Blockchain - We see more and more companies using this cutting-edge technology or are in the process of implementing it given its myriad applications. Organizations are now building capabilities that are needed to push blockchain into mainstream adoption. Industries that are seeing an increased adoption of Blockchain are Banking, Financial services, insurance, supply chain management, healthcare, e-commerce, gaming and academics. Even governments – and for good reason – are using blockchain technology. While a lot of blockchain initiatives have seen the light of day many are still in the pilot stages. In 2019, these initiatives will pick up pace sooner than we know.
- Alternative lending will continue to grow
Non-bank lending has been growing for years, but 2018 turned out to be a boom year for the industry. Given that around 80 % of small business loan applications are rejected, startup founders are increasingly looking to nontraditional financiers for capital.
- It’s time to embrace AI
It’s here and if used wisely will reap huge rewards whilst upskilling the workforce.
- Everything that can be personalized will be personalized.
Epsilon made waves in 2018 by proving something that many companies had long suspected: A supermajority of consumers prefer to work with brands that offer personalized experiences.

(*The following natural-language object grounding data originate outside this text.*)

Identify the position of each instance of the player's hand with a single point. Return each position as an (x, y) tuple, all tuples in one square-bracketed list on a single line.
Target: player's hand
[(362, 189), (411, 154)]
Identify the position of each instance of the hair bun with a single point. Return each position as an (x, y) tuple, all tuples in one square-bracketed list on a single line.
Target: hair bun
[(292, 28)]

Personalization can take many forms, but the Epsilon survey found that the most popular varieties are coupons based on the customer’s locations, communications on the customer’s preferred channel, and recommendations based on past purchases or service history.

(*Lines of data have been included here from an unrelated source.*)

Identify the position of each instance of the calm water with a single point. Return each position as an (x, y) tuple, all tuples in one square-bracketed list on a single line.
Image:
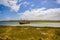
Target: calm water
[(52, 24)]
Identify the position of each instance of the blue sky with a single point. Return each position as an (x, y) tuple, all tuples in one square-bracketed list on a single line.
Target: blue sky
[(30, 9)]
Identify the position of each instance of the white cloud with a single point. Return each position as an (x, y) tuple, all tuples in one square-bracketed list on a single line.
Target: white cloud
[(11, 3), (37, 14), (58, 1), (7, 18)]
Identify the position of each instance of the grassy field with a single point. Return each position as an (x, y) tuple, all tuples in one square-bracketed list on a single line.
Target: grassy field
[(29, 33)]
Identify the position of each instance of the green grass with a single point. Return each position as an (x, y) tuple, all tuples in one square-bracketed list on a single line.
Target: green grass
[(29, 33)]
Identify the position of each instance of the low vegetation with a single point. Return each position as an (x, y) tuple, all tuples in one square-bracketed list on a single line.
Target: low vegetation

- Subscription services will continue to sky rocket.
Although subscription growth has slowed from earlier years, the industry is still growing. Food, beauty, apparel, and lifestyle subscription boxes remain the most popular, in that order.

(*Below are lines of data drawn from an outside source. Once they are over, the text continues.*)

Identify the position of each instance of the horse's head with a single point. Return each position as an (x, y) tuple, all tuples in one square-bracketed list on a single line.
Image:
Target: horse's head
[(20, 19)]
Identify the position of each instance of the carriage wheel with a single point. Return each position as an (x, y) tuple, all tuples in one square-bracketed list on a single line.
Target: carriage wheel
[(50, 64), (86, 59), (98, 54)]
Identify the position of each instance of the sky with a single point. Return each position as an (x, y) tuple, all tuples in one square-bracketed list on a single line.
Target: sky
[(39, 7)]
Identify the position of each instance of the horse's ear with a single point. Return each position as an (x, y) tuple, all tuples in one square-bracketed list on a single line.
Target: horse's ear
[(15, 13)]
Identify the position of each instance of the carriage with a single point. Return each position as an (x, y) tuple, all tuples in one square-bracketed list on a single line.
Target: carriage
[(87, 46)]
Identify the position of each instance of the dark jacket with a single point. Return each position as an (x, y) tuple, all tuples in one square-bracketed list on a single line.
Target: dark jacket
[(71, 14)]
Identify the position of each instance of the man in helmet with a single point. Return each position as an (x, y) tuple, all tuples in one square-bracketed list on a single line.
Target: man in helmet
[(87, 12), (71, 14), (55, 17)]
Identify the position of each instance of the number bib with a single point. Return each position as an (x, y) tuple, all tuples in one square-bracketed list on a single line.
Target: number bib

- Socially irresponsible firms will struggle.
Perhaps increased and deeper pressure on FAANG will amplify forcing them to become more socially responsible. Corporate social responsibility has been gaining steam for years, but 2018 saw a star-studded vindication of the movement. Early in the year, Blackrock CEO Larry Fink told executives that his firm would take social responsibility into account when allocating funds. That same month, Mark Zuckerberg announced that Facebook would tweak its algorithms to prioritize posts from friends and family — even though, he warned, doing so would result in users spending less time on the platform.
In 2019 and into the future, expect social responsibility to be the table stakes of business. Firms that aren’t sure how to contribute should consider Patagonia’s CSR efforts. The outdoor brand takes an “all of the above” approach that includes employee volunteerism, selection of socially responsible suppliers, grants for environmental initiatives, and more.
- The gig economy, freelancing and remote work are here to stay.
Traditionally, entrepreneurs have been those individuals who have begun businesses, grown, employed staff, and joined the ranks of a standard business model – offering products and services, growing that business, adding staff and revenue.
Entrepreneurship is now taking on a wholly different additional meaning. A growing number of millennials and Gen Z’ers are becoming “solopreneurs,” that is taking their skills and selling them on the market to a variety of “buyers,” and simply working independently, or collaborating with one or two others to offer a variety of skill sets to established enterprises. In addition, technology favours the gig economy so it is safe to say it’s here to stay.
- The Importance of health and well being benefits.
Personlised health and wellness benefits, next to salary are more important than ever. Keep in mind that different members of your team – particularly those of different generations – might have different preferences when it comes to medical options, such as the ability to keep the same doctors and have access to good medical care close to home.
- British party politics is broken.
We will see the emergence of a new party (writing this when it’s actually happening). The middle ground needs representation especially around Brexit.